The article accompanying the cover was written by the news magazine's regular blogger, Andrew Sullivan, who is an openly gay self-titled conservative political pundit.

奥巴马首位同性恋总统

'When you step back a little and assess the record of Obama on gay rights, you see, in fact, that this was not an aberration. It was an inevitable culmination of three years of work,' Mr Sullivan said in a statement about the article.

'He had to discover his black identity and then reconcile it with his white family, just as gays discover their homosexual identity and then have to reconcile it with their heterosexual family,' he wrote, describing the similarities between Mr Obama and the gay community.

This was, however, the first time that a sitting President had done so, and the magazine asserts that such a move was a calculated one that had been thoroughly planned.

'It’s easy to write off President Obama’s announcement of his support for gay marriage as a political ploy during an election year. But don’t believe the cynics,' representatives from the news magazine told Politico in a statement about the article.

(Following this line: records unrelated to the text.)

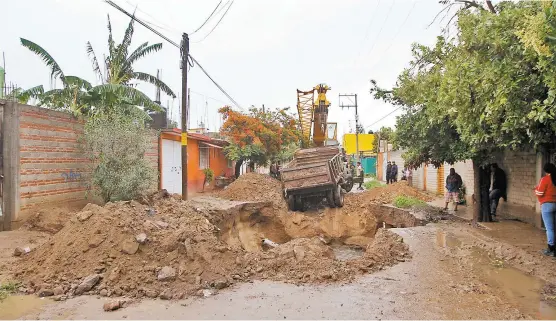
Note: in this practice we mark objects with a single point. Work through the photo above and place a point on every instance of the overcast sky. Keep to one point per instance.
(260, 53)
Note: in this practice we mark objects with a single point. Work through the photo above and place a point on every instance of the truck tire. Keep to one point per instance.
(330, 198)
(338, 196)
(291, 203)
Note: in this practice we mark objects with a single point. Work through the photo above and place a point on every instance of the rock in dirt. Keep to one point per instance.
(87, 284)
(84, 215)
(166, 295)
(130, 246)
(45, 292)
(112, 306)
(58, 290)
(221, 284)
(166, 274)
(19, 251)
(141, 238)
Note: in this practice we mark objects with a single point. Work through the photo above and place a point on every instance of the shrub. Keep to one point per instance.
(403, 201)
(116, 147)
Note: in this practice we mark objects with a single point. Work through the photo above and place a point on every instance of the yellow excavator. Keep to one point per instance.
(317, 171)
(313, 114)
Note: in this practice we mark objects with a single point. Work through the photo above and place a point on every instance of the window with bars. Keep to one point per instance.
(204, 158)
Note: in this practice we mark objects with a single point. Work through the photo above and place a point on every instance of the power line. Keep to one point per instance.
(229, 6)
(381, 27)
(110, 2)
(396, 35)
(367, 32)
(211, 14)
(385, 116)
(167, 27)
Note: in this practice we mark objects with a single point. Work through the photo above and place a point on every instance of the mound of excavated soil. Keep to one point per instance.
(256, 187)
(173, 248)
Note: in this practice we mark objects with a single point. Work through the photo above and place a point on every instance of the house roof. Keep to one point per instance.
(199, 137)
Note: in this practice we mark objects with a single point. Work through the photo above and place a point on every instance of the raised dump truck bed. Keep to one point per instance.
(314, 173)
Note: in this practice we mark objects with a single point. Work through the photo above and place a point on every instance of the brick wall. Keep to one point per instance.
(51, 166)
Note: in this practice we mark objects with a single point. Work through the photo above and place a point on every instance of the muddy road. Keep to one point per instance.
(442, 281)
(204, 259)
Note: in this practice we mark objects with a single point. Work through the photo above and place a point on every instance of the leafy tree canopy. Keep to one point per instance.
(490, 88)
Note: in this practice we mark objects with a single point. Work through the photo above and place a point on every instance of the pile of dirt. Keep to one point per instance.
(165, 247)
(255, 187)
(312, 260)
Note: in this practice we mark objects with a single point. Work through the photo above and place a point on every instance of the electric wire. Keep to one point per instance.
(384, 117)
(381, 28)
(367, 32)
(395, 36)
(218, 23)
(210, 16)
(110, 2)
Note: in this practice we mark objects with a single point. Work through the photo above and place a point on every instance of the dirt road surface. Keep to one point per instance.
(443, 280)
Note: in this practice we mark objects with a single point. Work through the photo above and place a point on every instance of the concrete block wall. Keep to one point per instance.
(522, 173)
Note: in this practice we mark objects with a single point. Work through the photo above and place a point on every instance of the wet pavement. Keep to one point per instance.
(449, 277)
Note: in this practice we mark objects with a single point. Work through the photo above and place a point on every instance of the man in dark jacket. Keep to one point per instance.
(498, 186)
(453, 185)
(389, 173)
(394, 173)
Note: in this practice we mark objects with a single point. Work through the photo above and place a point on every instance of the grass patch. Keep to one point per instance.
(7, 289)
(372, 184)
(402, 201)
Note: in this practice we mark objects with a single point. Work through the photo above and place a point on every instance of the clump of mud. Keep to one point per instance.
(256, 187)
(169, 248)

President Obama's announcement came several days after Vice President Joe Biden said that he was 'absolutely comfortable with the fact that men marrying men, women marrying women and men and women marrying are entitled to the same exact rights, all the civil rights, all the civil liberties.'

The move, thought to be a misstep as he made his opinion known before Mr Obama publicly declared his, was criticized by many within the administration and outside of the White House.

Mr Romney re-affirmed his opposition to gay marriage in a speech to graduates of evangelical Liberty University in Virginia last week. He described marriage as an 'enduring institution' and said that it should be 'a relationship between one man and one woman'.